During the last years of her life, together with her grandchildren, she lived in Moscow in her house on Bolshaya Nikitskaya Street. In December 1817, she was awarded the Order of Saint Catherine, and on the day of the coronation of Emperor Nicholas I, she was awarded the title State Lady. According to memoirs, she was known for her strict, despotic disposition. Her grandchildren typically bore the brunt of her actions. She died in December 1837 and was buried next to her husband in the Donskoy Monastery. Archpriest John Rusinov spoke at her burial.

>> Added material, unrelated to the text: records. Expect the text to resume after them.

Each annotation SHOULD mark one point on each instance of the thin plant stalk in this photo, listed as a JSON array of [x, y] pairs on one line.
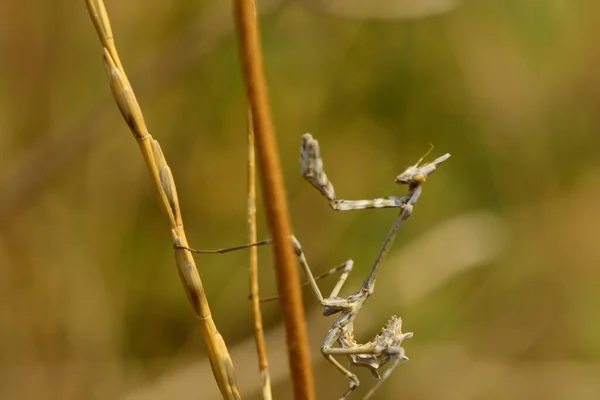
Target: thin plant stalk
[[162, 179], [288, 282], [259, 335]]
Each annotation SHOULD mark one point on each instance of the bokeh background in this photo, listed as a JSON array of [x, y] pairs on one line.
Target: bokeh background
[[497, 273]]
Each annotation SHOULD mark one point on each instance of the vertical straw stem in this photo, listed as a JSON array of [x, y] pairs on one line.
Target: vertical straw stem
[[259, 335], [288, 282], [162, 179]]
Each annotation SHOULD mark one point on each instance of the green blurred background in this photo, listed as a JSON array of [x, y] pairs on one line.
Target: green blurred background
[[496, 273]]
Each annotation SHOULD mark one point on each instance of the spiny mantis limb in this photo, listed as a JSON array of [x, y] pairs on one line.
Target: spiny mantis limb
[[311, 166], [346, 267], [385, 347]]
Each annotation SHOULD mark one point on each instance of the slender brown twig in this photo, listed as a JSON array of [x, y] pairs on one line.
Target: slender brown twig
[[288, 282], [259, 335], [164, 184]]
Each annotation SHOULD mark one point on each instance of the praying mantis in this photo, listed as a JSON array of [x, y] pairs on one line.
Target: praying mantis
[[339, 340]]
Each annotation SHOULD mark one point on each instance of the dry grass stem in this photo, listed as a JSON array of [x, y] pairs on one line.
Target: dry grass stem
[[259, 335], [164, 184], [288, 282]]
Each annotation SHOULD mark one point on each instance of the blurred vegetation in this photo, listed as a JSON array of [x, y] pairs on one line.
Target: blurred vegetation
[[497, 273]]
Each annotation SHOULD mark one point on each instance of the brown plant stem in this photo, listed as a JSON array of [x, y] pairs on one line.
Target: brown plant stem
[[288, 282], [259, 335]]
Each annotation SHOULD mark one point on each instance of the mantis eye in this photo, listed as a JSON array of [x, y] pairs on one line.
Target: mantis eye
[[418, 178]]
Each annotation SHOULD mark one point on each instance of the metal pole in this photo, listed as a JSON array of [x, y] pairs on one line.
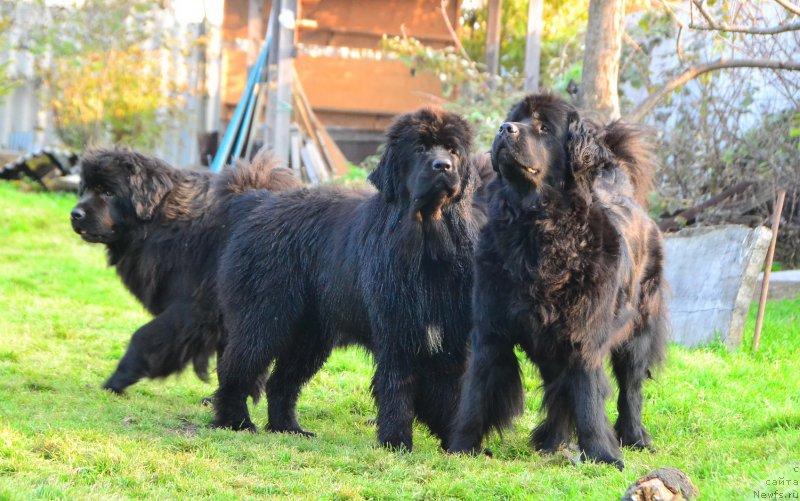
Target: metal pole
[[287, 19], [776, 220]]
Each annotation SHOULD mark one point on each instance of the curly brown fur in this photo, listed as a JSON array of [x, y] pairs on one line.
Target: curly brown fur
[[569, 268], [163, 229], [389, 270]]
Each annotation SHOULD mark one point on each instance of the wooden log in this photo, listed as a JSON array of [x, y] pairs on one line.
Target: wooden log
[[776, 221]]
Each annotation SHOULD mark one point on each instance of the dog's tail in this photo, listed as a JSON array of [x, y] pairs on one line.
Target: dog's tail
[[634, 151], [263, 173]]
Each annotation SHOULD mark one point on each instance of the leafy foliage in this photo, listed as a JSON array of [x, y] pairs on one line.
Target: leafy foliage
[[7, 83], [101, 71], [562, 38]]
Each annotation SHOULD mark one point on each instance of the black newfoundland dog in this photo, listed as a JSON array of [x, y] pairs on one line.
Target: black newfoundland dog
[[569, 268], [164, 229], [312, 269]]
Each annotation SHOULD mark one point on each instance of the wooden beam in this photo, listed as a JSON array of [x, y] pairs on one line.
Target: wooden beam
[[533, 45], [283, 95], [493, 37]]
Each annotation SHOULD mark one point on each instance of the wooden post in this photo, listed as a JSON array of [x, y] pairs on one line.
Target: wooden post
[[287, 18], [533, 45], [600, 79], [776, 221], [255, 30], [493, 37]]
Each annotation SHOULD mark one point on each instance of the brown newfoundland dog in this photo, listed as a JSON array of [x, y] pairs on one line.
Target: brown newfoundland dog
[[569, 268], [390, 270], [164, 229]]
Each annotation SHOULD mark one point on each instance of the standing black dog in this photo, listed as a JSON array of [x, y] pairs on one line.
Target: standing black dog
[[570, 268], [311, 269], [164, 229]]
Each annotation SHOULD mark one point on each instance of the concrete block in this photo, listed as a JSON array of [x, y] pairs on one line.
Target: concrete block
[[712, 272]]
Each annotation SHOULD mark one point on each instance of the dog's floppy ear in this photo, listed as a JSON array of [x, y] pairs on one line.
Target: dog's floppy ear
[[586, 152], [385, 175], [149, 185]]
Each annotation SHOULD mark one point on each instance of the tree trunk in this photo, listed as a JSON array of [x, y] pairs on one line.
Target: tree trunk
[[493, 37], [533, 45], [599, 84]]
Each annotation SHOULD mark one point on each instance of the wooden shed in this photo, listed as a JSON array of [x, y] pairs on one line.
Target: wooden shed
[[351, 86]]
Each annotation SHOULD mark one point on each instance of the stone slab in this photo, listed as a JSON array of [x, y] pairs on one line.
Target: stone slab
[[712, 272]]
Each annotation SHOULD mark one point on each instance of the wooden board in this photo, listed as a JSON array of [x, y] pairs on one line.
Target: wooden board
[[361, 24], [364, 86]]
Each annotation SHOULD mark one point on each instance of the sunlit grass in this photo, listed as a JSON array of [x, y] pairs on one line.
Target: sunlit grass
[[731, 420]]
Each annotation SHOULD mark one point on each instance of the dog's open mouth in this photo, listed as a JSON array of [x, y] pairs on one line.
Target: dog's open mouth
[[429, 204], [92, 237]]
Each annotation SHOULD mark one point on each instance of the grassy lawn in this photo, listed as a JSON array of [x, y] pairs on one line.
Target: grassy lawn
[[730, 420]]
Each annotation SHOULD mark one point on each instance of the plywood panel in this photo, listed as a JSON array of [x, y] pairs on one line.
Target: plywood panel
[[364, 86], [362, 23]]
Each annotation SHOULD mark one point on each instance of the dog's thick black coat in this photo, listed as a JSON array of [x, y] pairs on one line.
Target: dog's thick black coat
[[569, 268], [391, 271], [164, 229]]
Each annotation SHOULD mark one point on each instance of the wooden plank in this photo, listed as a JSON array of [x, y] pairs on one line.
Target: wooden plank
[[294, 140], [334, 158], [357, 85], [308, 163], [362, 23]]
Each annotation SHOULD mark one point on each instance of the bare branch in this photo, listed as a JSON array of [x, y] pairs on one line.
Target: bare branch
[[648, 104], [713, 25], [781, 28], [707, 15], [681, 27], [453, 34], [794, 9]]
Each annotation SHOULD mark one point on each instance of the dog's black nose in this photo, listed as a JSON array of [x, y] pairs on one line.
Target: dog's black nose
[[509, 128], [442, 164]]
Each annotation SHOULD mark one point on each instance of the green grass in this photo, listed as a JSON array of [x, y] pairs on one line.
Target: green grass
[[731, 420]]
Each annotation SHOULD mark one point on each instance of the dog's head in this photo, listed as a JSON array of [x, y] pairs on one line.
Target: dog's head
[[546, 145], [426, 163], [118, 189], [528, 150]]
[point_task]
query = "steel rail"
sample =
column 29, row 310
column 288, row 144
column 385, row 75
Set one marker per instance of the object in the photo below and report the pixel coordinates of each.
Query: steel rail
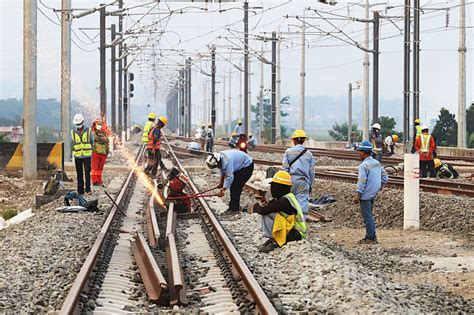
column 70, row 304
column 263, row 304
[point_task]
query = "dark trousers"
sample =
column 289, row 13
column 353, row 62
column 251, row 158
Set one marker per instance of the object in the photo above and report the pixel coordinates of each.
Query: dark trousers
column 240, row 178
column 83, row 166
column 427, row 166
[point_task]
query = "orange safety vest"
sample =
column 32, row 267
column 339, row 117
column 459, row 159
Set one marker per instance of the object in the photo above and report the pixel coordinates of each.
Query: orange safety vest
column 152, row 142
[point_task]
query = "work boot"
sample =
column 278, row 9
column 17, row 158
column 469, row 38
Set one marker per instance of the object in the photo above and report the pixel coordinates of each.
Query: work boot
column 368, row 241
column 268, row 246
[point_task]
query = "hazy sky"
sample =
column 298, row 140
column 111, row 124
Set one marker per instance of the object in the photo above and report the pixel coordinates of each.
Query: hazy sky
column 331, row 63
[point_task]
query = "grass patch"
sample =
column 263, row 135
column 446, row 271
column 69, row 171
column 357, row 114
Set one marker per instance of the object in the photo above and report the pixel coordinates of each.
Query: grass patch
column 8, row 213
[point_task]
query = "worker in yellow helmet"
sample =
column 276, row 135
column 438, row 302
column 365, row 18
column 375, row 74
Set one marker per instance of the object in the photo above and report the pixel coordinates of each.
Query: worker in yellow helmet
column 300, row 163
column 146, row 128
column 282, row 217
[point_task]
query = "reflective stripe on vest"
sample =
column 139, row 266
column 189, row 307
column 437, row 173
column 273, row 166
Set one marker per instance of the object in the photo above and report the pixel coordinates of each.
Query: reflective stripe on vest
column 425, row 143
column 81, row 145
column 300, row 225
column 152, row 143
column 146, row 130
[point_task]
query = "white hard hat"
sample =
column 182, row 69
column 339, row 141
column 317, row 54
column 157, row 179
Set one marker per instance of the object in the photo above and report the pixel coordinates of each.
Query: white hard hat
column 78, row 119
column 376, row 126
column 213, row 160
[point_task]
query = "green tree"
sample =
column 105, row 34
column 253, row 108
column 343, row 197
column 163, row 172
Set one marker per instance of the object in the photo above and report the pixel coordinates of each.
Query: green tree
column 339, row 132
column 267, row 116
column 446, row 129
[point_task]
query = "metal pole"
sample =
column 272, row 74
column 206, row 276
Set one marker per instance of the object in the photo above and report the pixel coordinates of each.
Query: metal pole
column 375, row 108
column 462, row 76
column 274, row 100
column 246, row 68
column 349, row 116
column 120, row 85
column 213, row 88
column 66, row 78
column 103, row 95
column 261, row 107
column 113, row 104
column 365, row 114
column 29, row 88
column 406, row 77
column 416, row 62
column 302, row 75
column 278, row 93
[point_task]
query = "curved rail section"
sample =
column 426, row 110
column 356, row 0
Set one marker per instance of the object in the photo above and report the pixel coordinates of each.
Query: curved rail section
column 263, row 304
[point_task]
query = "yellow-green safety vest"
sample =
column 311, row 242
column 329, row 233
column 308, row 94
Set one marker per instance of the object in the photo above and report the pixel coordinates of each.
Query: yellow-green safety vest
column 146, row 130
column 300, row 225
column 81, row 147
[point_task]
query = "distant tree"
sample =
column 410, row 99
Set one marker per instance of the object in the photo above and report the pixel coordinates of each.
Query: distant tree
column 339, row 132
column 446, row 129
column 267, row 116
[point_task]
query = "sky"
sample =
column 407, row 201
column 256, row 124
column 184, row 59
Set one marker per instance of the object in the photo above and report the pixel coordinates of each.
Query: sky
column 331, row 63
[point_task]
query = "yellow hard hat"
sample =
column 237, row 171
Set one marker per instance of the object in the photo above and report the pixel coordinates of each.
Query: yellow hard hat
column 163, row 119
column 282, row 177
column 298, row 134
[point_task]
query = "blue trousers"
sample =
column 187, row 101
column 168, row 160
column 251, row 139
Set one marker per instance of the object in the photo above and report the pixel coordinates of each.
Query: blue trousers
column 366, row 211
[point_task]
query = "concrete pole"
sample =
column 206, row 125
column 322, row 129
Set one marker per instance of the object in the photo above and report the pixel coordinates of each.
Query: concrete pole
column 66, row 78
column 462, row 76
column 262, row 80
column 29, row 88
column 349, row 117
column 278, row 93
column 302, row 75
column 365, row 113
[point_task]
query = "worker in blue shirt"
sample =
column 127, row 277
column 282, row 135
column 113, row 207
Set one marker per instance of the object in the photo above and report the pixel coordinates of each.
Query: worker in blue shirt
column 300, row 162
column 370, row 179
column 236, row 169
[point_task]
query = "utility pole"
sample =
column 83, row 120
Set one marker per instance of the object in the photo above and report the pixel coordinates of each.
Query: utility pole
column 103, row 95
column 66, row 78
column 120, row 87
column 302, row 74
column 113, row 104
column 416, row 62
column 375, row 102
column 274, row 100
column 278, row 92
column 246, row 69
column 213, row 88
column 462, row 76
column 406, row 77
column 262, row 80
column 365, row 115
column 29, row 88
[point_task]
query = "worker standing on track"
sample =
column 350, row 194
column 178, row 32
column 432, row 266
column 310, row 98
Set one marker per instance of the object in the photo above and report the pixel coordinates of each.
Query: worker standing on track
column 371, row 177
column 282, row 217
column 209, row 139
column 425, row 145
column 155, row 137
column 236, row 169
column 82, row 143
column 148, row 125
column 377, row 142
column 100, row 150
column 299, row 163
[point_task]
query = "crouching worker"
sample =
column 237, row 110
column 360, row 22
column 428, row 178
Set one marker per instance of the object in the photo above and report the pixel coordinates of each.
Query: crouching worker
column 282, row 217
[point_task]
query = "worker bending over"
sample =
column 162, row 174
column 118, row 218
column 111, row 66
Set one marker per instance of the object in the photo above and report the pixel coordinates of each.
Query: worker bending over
column 371, row 177
column 155, row 138
column 299, row 162
column 236, row 169
column 282, row 217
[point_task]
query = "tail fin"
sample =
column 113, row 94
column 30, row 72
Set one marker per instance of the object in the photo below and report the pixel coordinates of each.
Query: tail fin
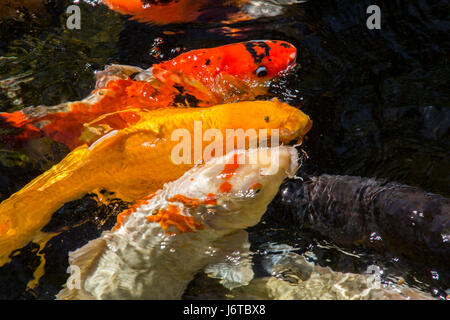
column 17, row 120
column 28, row 210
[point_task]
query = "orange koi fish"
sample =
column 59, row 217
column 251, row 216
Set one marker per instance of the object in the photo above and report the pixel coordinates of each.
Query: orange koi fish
column 229, row 73
column 135, row 161
column 176, row 227
column 179, row 11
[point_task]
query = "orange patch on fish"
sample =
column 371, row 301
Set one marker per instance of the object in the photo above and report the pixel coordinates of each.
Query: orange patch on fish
column 172, row 217
column 228, row 171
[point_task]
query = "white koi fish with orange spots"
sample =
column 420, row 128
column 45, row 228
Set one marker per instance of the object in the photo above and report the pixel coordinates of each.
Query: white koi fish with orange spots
column 194, row 222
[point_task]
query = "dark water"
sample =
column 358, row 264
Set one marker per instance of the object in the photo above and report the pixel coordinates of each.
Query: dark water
column 379, row 99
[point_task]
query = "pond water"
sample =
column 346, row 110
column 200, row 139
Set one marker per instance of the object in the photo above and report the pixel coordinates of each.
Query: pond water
column 379, row 100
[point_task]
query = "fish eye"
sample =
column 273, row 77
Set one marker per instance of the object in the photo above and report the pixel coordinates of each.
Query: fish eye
column 261, row 72
column 255, row 188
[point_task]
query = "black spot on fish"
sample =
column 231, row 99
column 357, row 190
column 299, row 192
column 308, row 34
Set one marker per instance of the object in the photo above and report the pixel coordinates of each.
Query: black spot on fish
column 251, row 48
column 157, row 2
column 261, row 71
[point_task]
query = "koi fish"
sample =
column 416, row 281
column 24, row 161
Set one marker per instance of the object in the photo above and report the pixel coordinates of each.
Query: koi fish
column 165, row 240
column 229, row 73
column 137, row 160
column 180, row 11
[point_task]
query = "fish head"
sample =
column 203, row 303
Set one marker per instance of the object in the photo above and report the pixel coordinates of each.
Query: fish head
column 233, row 191
column 260, row 60
column 271, row 118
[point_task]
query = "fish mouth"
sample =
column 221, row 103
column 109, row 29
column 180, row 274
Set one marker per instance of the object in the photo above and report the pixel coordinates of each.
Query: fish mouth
column 287, row 135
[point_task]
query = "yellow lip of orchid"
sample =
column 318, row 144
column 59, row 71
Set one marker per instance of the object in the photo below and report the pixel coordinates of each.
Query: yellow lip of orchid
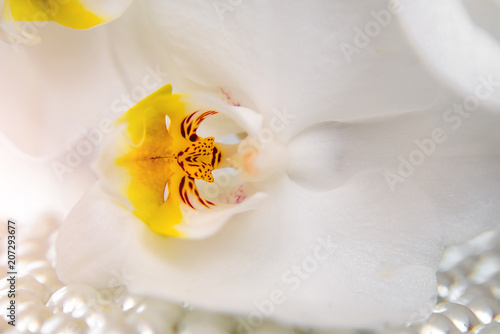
column 165, row 160
column 76, row 14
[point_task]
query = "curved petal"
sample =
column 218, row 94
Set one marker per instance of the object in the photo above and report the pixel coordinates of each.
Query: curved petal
column 302, row 63
column 448, row 152
column 75, row 82
column 77, row 14
column 461, row 53
column 356, row 256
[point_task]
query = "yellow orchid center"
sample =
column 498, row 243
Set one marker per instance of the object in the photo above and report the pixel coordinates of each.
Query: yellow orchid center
column 70, row 13
column 164, row 160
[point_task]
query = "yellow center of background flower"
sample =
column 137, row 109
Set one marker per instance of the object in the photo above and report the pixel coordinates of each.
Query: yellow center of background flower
column 164, row 161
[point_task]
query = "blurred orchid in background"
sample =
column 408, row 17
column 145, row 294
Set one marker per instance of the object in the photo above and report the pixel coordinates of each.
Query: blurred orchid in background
column 309, row 166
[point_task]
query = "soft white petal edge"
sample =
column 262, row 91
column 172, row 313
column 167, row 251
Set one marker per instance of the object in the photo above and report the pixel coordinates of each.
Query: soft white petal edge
column 449, row 42
column 366, row 257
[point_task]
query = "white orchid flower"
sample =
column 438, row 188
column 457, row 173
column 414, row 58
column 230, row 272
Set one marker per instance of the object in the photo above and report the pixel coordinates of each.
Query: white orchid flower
column 346, row 204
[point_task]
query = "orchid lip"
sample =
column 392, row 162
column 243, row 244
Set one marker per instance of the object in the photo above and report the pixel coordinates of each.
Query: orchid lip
column 169, row 165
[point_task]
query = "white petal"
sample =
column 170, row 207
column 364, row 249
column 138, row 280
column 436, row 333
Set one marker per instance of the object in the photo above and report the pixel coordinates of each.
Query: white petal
column 107, row 9
column 272, row 57
column 453, row 159
column 97, row 235
column 377, row 266
column 74, row 81
column 453, row 46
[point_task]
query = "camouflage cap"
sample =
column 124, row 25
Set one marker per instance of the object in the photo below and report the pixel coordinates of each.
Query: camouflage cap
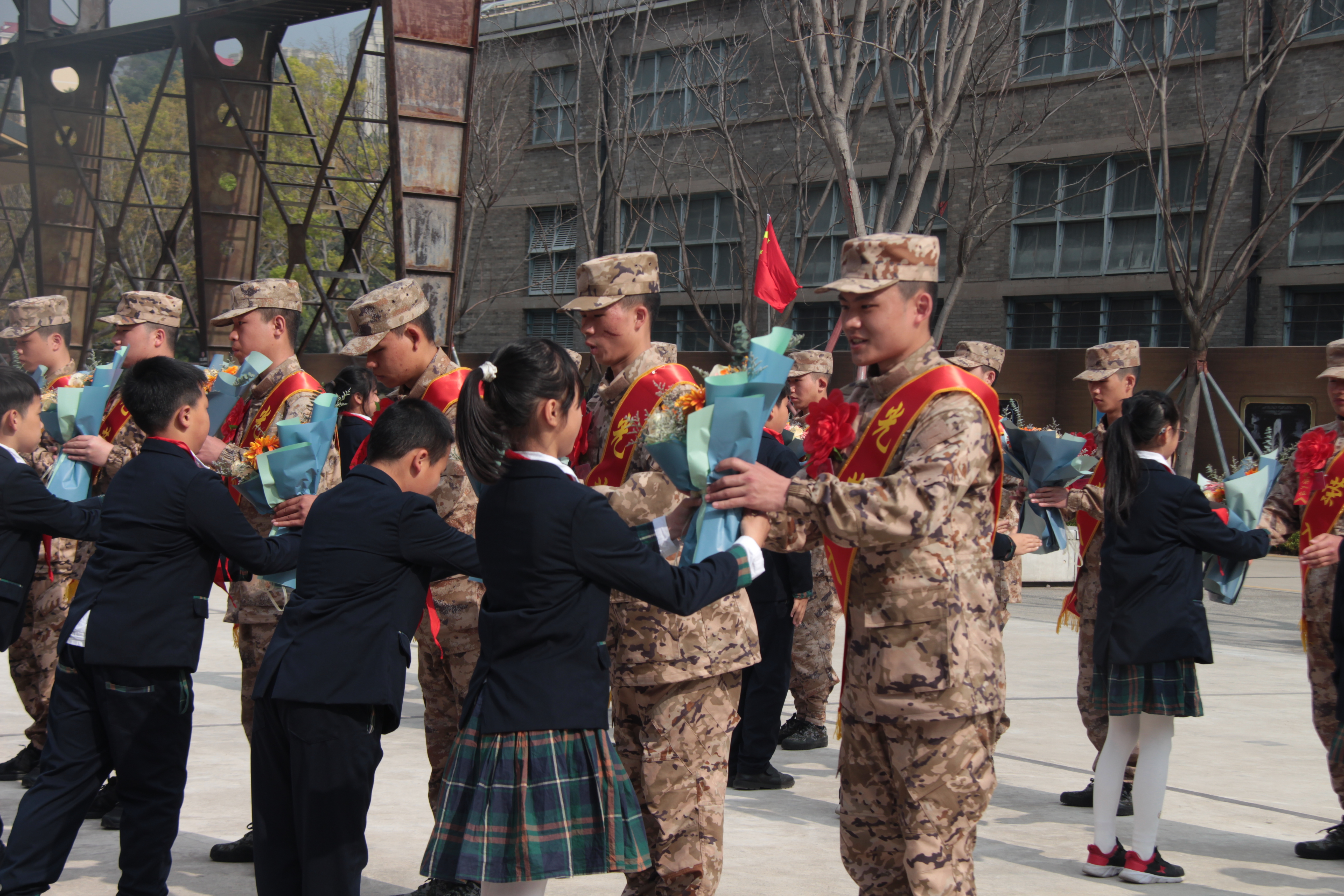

Y.P. Glebova-Streshneva was one of the most interesting personalities of her time, being a relic of olden times and a staunch bearer of the traditions of the Russian gentry. She was distinguished by her indomitable will and despotism, combined with pride and arrogance, and at the same time sensitivity. Others trembled before her. Yelizaveta raised her granddaughters, the daughters of her eldest son, in a Spartan way despite her wealth, realizing how much her father's spoiling had damaged her during her life.— Russian Biographical Dictionary The great-granddaughter of Yelizaveta Petrovna, Yevgenia Shakhovskaya-Glebova-Streshneva, wrote a biography about her in French titled "Mon aïeule" (Paris, 1898) and in German titled "Drei russische Frauengestalten" (Heidelberg, 1903), with a foreword by professor Kuno Fischer. Despite all of Yevgenia's respect for the memory of her great-grandmother, she mercilessly rebuilt the Pokrovskoe-Streshnevo Estate and the city estate on Bolshaya Nikitskaya Street in Moscow in a Russian Revival style. The city estate is now the Mayakovsky Theatre.